For a cable TV show, Luck has plenty of big names — Dustin Hoffman and Nick Nolte for starters. But the real star of the series emerged only last night, and he walks on all fours. Gettin’up Morning, Walter Smith’s promising colt, went to the gate for the first time and when he got up to speed, the heavens practically opened. Degenerate gamblers, self-destructive addicts of all stripes, gruesome injuries, and corrupt souls — it all goes silent when a creature as beautiful as a thoroughbred does what it’s born to do. In this way, “Both Hands on the Wheel” was an epiphany.
Jerry would miss it, unfortunately. He’s yet to hit rock bottom at the tables, but only because he still has some money left in his duffel bag, though he seemed intent to hand the rest of it over to Leo at poker. At this point, Leo is so deep inside his rival’s head that Jerry may as well play with his cards up. The frustrated Degenerate folded when he had a winning hand and was manipulated into playing aggressive when he should be cautious. “I want you to talk yourself into playing,” taunted Leo, who knew just what buttons to push. After another losing hand and another Leo smirking remark, Jerry agreed to an invitation to move the high-stakes action from the casino to the back room of Leo’s restaurant. This was not going to end well for Jerry — no matter that Naomi the dealer clearly has a soft spot for him. Hey, a sketchy gambler sits down at your table and loses over and over and over again while being belligerent, what’s not to love?
Joey’s prospects were not much better. One of his jockeys, Ronnie, is sidelined with a broken collarbone, and the other, Leon, is eating his way out of business. Of course, Ronnie’s collarbone is probably the least of his problems. Are we agreed that his tumble from his mount last week wasn’t altogether a freak accident? Apparently, he bolted from the hospital and is now enjoying the numbing benefits of prescribed drugs with his morning coffee. “I’m dealing with a lot of pain,” he yelled at Joey, who’s in his own meltdown mode. Leon’s weight was up enough that Escalante noticed. Apparently other trainers noticed too because Leon’s not getting many mounts. “This is sort of a zero sum game,” Joey screamed at the frightened young bug. “I don’t give a f— how hard you’re trying. You’re either on the horse or you’re not.”
Joey was introduced to audiences as a sweet, rather harmless guy. His nervous speech impediment only made him more empathetic, but he might be as desperate and ruthless as any of the show’s other characters. Last week, he pleaded with the doctor not to deactivate Leon, even though his client had just cracked his skull after he passed out trying to lose weight. Now that Leon’s weight is inching up, it’s clear that the bug’s health is at the very least secondary to more bottom-line concerns. Joey only gets paid if his jockeys ride, simple as that. And he’s apparently willing to do just about anything to make sure he stays fat.

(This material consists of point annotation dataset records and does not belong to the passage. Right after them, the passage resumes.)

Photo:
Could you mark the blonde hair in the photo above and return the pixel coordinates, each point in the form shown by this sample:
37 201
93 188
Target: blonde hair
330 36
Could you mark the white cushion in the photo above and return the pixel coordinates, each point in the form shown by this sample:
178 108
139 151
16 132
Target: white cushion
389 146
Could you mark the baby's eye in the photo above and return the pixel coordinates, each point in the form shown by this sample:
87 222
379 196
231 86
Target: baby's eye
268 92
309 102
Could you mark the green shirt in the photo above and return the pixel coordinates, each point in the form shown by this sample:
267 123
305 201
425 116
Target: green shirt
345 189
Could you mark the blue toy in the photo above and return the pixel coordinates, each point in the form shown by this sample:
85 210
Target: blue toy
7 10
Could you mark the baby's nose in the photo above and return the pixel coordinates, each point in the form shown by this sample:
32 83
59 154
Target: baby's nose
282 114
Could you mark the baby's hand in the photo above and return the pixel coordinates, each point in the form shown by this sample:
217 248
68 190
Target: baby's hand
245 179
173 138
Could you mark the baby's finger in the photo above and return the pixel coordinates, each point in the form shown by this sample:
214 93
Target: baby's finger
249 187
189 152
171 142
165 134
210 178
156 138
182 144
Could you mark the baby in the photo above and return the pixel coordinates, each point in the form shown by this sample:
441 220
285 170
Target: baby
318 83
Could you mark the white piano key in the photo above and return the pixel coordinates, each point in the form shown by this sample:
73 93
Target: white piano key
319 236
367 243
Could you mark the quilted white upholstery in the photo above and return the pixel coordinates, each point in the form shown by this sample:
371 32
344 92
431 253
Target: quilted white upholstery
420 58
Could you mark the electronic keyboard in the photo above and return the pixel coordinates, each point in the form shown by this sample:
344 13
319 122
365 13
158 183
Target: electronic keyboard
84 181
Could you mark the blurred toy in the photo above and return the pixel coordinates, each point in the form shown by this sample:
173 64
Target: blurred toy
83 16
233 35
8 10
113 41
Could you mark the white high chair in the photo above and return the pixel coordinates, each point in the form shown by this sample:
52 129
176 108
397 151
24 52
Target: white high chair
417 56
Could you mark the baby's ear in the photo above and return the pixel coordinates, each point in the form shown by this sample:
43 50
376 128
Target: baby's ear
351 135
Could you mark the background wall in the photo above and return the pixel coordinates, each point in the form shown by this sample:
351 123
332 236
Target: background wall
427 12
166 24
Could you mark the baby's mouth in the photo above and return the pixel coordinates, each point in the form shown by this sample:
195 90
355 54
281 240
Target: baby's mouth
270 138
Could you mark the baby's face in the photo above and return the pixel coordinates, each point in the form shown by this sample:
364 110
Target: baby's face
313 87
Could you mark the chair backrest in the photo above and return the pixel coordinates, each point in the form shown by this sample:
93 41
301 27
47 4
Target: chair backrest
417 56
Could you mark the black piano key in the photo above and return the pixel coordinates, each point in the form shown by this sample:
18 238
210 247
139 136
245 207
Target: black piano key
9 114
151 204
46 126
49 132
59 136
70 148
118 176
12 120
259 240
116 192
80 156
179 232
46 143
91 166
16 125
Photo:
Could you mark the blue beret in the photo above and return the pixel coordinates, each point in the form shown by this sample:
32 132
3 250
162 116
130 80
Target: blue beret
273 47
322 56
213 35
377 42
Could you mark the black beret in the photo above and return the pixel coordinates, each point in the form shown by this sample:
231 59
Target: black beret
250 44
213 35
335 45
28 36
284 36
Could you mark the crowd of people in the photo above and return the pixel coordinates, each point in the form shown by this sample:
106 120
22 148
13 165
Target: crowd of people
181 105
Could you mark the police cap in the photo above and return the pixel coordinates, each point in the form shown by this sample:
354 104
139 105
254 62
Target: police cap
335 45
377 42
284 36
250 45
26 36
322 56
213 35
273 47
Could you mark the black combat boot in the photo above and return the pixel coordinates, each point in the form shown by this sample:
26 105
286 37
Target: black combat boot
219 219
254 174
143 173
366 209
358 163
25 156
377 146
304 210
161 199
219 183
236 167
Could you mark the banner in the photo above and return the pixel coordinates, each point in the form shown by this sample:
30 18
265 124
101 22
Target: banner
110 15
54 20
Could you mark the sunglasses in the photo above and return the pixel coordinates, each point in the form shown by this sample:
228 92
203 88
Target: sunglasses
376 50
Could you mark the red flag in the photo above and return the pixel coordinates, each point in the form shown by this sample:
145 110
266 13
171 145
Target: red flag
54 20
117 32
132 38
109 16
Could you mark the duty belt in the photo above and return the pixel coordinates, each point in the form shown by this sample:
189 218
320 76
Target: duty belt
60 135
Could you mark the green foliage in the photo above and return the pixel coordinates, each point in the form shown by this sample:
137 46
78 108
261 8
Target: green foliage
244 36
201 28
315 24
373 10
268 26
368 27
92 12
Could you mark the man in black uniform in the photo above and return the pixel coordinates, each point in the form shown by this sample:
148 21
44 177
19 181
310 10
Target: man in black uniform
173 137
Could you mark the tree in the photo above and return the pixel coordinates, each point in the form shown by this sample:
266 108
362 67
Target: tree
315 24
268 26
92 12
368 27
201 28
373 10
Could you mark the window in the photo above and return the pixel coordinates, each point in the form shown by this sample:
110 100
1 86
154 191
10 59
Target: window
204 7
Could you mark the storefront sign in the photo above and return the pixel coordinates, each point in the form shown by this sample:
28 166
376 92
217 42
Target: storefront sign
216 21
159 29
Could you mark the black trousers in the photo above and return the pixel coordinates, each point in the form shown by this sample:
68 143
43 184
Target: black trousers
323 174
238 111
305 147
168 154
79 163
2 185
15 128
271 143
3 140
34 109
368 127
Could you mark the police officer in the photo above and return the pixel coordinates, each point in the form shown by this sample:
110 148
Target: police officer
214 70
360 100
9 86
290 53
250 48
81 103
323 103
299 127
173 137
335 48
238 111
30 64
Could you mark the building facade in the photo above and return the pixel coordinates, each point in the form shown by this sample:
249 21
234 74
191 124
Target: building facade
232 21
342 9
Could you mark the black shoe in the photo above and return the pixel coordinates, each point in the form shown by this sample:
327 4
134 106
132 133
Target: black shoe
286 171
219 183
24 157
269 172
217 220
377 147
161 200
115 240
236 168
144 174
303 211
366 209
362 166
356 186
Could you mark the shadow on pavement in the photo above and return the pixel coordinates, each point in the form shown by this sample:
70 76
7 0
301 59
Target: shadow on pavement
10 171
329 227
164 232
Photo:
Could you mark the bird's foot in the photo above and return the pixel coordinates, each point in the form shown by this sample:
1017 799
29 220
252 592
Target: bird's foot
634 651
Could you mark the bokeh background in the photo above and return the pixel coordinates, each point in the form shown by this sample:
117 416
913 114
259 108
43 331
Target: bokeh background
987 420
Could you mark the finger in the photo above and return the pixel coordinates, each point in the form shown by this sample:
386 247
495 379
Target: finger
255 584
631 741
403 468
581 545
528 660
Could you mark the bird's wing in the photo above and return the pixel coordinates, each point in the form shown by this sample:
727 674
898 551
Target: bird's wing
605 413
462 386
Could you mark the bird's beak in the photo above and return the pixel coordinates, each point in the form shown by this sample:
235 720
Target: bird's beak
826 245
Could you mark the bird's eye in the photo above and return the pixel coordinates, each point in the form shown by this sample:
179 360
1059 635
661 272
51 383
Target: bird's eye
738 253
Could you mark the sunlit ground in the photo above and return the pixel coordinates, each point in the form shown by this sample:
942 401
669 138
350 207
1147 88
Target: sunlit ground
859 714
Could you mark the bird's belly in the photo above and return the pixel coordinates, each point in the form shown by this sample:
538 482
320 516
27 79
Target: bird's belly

For a couple of weeks now, we’ve heard about Mike Smythe, Ace’s former colleague whose cocaine side-business resulted in Ace’s three-year stretch. Mike stored some product in a New York apartment that Ace’s grandson occasionally lived in. When the cops banged down the door, they arrested the grandson and applied pressure on Ace to roll over on Mike. Of course, Ace decided to take the fall himself. So here they are, two power-players meeting for the first time since. Mike’s got game: “Should I call you Chester? No, I’ll call you Ace now. Sit down. Please, sit down.” Just watch him preen, throwing his right leg over the back of the sofa. Mike knew all about Ace’s plan for Santa Anita, and he wants in. But he doesn’t trust Ace anymore — how could he after what transpired? Ace surely had a plan for this encounter — he’s been plotting it since the premiere — but Mike just might be Leo to his Jerry. In a way, Mike is in a different league. He can afford to let Ace know exactly what he means. When he asked, “How’s your grandson, Ace? I hope he appreciates what you did for him,” the only thing more offensive than the threat is the arrogance. (What you did for him? For him?) Mike called him No-Sweat Ace Bernstein, but the digs finally had the intended effect and Ace lost his cool. Mike might respect Ace to a certain degree, but he doesn’t consider him an equal. To him, taking the hit for the coke to save his grandson and protect Mike represented weakness. I’m sure he’s confident he can outmaneuver Ace again when the crucial moment arrives.